This dataset is maintained by the Multimedia Computing and Computer Vision Lab, Augsburg University.

Changelog

FlickrLogos-32

The dataset FlickrLogos-32 contains photos showing brand logos and is meant for the evaluation of logo retrieval and multi-class logo detection/recognition systems on real-world images. We collected logos of 32 different logo brands by downloading them from Flickr. All logos have an approximately planar surface.

Visual summary of all 32 classes

Visual summary of test set of all 32 classes

Partitions / subsets

The retrieved images were inspected manually to ensure that the specific logo is actually shown. The whole dataset is split into three disjoint subsets P1, P2, and P3, each containing images of all 32 classes. The first partition P1 - the training set - consists of 10 images that were hand-picked such that these consistently show a single logo under various views with as little background clutter as possible. The other two partitions P2 (validation set) and P3 (test set = query set) contain 30 images per class. Unlike P1 these images contain at least one instance of a logo but in several cases multiple instances.

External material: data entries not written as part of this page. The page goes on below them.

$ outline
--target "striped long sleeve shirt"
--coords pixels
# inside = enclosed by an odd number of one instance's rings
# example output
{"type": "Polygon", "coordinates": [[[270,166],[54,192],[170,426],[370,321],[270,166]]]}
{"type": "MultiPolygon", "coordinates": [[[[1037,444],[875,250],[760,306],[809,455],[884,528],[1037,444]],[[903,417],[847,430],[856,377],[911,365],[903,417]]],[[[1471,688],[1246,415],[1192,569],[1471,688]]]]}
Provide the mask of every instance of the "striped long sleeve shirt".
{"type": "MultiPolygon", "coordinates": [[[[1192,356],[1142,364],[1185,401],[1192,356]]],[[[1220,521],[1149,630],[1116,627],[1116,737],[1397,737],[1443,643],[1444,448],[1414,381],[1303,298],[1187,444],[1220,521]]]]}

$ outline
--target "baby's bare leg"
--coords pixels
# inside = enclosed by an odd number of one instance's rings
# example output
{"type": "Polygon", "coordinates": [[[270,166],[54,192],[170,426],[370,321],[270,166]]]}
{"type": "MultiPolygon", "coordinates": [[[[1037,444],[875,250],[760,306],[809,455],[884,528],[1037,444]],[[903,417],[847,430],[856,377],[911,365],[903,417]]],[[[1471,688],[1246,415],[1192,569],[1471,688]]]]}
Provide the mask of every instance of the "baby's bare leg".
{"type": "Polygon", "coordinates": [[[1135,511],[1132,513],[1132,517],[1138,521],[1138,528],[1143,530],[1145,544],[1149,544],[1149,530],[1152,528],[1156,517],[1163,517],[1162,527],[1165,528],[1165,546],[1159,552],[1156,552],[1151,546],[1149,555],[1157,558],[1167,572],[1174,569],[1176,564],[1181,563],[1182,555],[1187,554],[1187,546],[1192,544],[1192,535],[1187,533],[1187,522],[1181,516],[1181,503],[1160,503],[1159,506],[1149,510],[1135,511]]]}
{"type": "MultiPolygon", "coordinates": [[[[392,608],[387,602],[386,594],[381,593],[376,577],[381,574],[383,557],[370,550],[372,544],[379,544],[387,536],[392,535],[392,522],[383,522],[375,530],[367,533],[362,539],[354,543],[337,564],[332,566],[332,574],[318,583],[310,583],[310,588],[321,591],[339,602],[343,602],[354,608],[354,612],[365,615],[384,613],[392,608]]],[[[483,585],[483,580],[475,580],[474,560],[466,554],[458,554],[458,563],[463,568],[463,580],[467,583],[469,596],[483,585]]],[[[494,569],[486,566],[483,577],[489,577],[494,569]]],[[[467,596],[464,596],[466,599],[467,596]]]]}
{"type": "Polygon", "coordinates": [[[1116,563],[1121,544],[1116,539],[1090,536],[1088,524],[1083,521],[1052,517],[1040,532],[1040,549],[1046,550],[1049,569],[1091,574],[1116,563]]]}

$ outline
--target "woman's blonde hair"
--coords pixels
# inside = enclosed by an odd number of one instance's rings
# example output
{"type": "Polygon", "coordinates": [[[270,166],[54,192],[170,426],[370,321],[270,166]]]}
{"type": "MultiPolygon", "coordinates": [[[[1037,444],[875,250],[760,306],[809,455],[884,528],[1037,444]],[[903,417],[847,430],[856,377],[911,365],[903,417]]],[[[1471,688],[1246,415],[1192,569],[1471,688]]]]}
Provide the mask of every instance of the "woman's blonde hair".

To facilitate the development of high-precision classifiers the evaluation of their sensitivity on non-logo images is important. Therefore both partitions P2, and P3 include another 3000 images downloaded from Flickr with the queries "building", "nature", "people" and "friends". These images are the negative images and complete our dataset. A brief summary of the data subsets is shown in the table below.

Dataset partitions / Subsets
Partition Description Images #Images
P1, P2 and P3 are disjoint. 8240 images
P1 (training set) Hand-picked images 10 per class 320 images
P2 (validation set) Images showing at least a single logo under various views 30 per class 3960 images
Non-logo images 3000
P3 (test set = query set) Images showing at least a single logo under various views 30 per class 3960 images
Non-logo images 3000

Pixel-level annotations

Pixel-level annotations

This dataset further includes pixel-level annotations, i.e. binary masks + bounding boxes (see above) that mark the position of the logo in each image.

The binary masks are provided as .png files as well as by the coordinates of the corresponding bounding box.
Each logo image in <basedir>/classes/jpg/<class>/<file>.jpg has its mask in <basedir>/classes/masks/<class>/<file>.mask.<n>.png where n is the mask number starting at 0.
Masks are single-channel PNG images of the same size as the original image. Masked areas (where the logos is) have a value != 0, unmasked areas (=background) 0.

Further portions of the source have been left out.